Headshot of Caitlyn Hoeflin Hana
Caitlyn Hoeflin Hana

“It’s ridiculous that the biggest predictor of  average life expectancy is where you were born—on this or that side of a border,” said Caitlyn Hoeflin Hana. “That’s something I want to work to change.”

Coming from an academic background in psychology, neuroscience, and brain research, Hana earned her undergraduate degree from Reed College in Oregon before returning to her home state of Massachusetts to serve as a Research Assistant at MIT’s Brain and Cognitive Science Department. Her interest in refugee and immigration issues, she said, was initially piqued while traveling around the developing world. “My interest increased,” Hana said, “when I saw the strong global reactions against ICE [U.S. Immigration and Customs Enforcement].”

Subsequently, Hana began volunteering with the Boston Immigration Justice Accompaniment Network (BIJAN). BIJAN helps immigrants get out of ICE Detention Centers and apply for asylum. “Working with [BIJAN] made me realize how often the system can be stacked against those who have the least amount of power,” said Hana.

Volunteering with BIJAN, Hana said, was the catalyst for shifting her focus to refugee issues—and to pursuing a degree in public policy. “While volunteering with BIJAN, I had also been working as a consultant. However, I left consulting to work for HERA Inc, an NGO that helps provide refugees in Turkey with access to medical care. Working with HERA, I began to see how climate change will impact the refugee crisis, and I think we’re going to need to start setting policy for that now, so we have fewer humanitarian disasters.”

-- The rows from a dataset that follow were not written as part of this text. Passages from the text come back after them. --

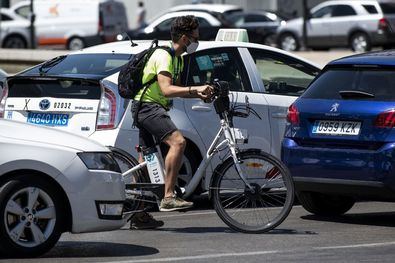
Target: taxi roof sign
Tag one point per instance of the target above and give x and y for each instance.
(232, 34)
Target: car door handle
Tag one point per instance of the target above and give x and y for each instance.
(279, 115)
(201, 108)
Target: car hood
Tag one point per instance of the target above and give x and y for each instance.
(32, 133)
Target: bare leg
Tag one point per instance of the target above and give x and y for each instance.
(173, 160)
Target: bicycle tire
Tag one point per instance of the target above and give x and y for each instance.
(126, 162)
(239, 207)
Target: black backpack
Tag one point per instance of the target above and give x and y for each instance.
(131, 74)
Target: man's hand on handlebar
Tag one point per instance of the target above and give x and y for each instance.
(204, 92)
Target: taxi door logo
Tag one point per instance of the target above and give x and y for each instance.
(334, 107)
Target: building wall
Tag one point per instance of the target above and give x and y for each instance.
(155, 7)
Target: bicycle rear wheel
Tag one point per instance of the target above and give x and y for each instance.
(260, 209)
(126, 162)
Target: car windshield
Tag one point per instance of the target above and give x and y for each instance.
(83, 64)
(362, 84)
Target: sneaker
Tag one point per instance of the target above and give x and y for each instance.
(174, 203)
(143, 220)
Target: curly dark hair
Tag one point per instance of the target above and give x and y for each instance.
(183, 25)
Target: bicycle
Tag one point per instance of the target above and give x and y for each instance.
(252, 191)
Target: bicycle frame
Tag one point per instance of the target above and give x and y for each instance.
(229, 141)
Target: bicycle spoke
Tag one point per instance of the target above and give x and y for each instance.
(264, 204)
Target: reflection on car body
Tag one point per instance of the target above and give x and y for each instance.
(54, 182)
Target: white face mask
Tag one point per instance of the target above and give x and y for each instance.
(192, 47)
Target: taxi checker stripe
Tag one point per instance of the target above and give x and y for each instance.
(26, 103)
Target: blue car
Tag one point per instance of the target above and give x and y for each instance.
(340, 138)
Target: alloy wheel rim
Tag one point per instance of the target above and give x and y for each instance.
(30, 217)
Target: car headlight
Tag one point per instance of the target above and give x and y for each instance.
(99, 161)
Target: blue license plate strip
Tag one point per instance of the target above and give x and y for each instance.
(48, 119)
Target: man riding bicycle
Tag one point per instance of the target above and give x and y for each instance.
(151, 107)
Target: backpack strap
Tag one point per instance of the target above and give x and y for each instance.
(151, 81)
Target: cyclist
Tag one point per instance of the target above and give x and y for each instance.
(153, 119)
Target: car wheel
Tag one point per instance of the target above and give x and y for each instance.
(15, 42)
(270, 40)
(325, 204)
(31, 222)
(75, 43)
(289, 42)
(360, 42)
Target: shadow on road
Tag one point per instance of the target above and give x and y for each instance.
(204, 230)
(370, 219)
(70, 249)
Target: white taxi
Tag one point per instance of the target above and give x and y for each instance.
(78, 93)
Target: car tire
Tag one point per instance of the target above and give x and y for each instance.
(29, 230)
(360, 42)
(15, 41)
(325, 204)
(289, 42)
(75, 43)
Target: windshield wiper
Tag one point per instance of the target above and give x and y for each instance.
(354, 94)
(50, 63)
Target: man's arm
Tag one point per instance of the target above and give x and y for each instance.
(171, 91)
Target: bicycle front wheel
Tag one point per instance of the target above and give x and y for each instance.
(263, 206)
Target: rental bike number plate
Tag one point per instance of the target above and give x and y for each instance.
(336, 127)
(240, 135)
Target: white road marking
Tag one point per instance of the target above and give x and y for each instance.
(251, 253)
(220, 255)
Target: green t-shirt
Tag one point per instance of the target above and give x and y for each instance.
(159, 61)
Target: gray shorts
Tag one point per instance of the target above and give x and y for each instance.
(152, 120)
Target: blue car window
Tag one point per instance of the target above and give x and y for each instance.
(378, 82)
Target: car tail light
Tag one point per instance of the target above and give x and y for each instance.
(100, 25)
(385, 119)
(107, 110)
(293, 115)
(3, 100)
(383, 24)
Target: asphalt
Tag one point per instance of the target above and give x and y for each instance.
(365, 234)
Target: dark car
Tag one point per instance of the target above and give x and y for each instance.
(159, 28)
(260, 25)
(340, 139)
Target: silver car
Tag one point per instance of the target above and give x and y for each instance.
(359, 24)
(53, 182)
(14, 30)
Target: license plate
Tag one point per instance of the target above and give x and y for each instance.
(48, 119)
(337, 127)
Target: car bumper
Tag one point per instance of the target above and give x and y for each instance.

Hana said she is most concerned about refugee issues in areas like Sub-Saharan Africa and Southern India, and she thought the Harris Master of Public Policy program offered the greatest opportunities to help her create change in these areas. “I want to have a solid foundation for making policy that affects the greatest number of people in the best way possible. To do that, I need to have a quantitative approach, which is what Harris does.” Hana also said she was drawn to UChicago’s serious scholarship—and the individuals tackling it. “It’s pretty cool to say I'm going to be going to school with people who are going to change the world.”

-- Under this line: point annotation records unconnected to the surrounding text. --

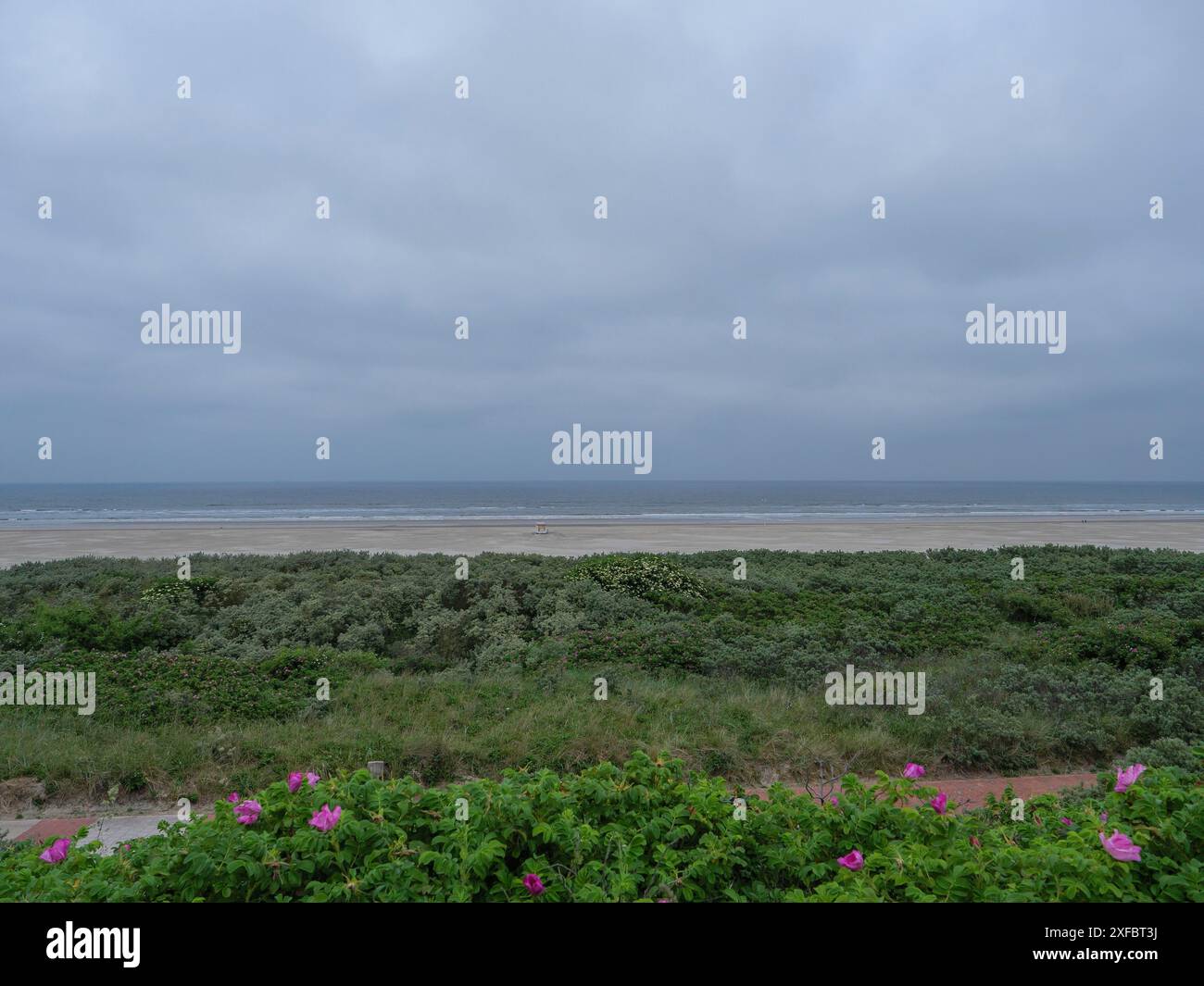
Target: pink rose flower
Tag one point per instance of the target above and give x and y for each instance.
(1127, 777)
(1121, 846)
(854, 861)
(56, 853)
(325, 818)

Unsurprisingly, Hana is very interested in Harris’s current refugee work: “I’m also looking forward to the Refugees, Security, and Forced Migration class and, longer term, being able to take my experiences with Harris beyond the United States to make a global impact.”

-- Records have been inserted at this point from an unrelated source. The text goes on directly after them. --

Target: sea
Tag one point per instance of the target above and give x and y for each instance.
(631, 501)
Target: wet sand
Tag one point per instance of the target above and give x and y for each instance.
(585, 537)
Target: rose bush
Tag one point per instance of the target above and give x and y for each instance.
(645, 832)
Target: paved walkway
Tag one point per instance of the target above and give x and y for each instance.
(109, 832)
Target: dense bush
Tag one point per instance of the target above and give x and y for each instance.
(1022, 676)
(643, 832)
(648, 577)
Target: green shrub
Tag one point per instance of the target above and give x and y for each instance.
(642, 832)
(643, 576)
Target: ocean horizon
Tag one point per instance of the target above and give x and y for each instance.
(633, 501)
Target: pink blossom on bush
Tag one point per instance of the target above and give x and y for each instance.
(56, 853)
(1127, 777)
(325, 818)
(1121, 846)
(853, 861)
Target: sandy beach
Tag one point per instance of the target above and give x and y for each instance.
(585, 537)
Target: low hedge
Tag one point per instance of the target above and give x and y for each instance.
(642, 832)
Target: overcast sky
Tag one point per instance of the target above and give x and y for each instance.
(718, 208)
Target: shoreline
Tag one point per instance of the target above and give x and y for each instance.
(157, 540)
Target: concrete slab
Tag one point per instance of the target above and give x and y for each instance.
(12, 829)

Hana’s biggest recommendation to those considering Harris is to not be afraid to speak up. “Previously I had been afraid to speak out, to say things I felt needed to be said or acted upon. Not feeling qualified to speak unless I feel 100% qualified is still something I struggle with. However, I’ve realized if I don't speak, and I don't try to advocate—even if I'm not the most qualified person in the room—someone who may not have the best intentions may occupy that space. Not being afraid to make your voice heard is important.”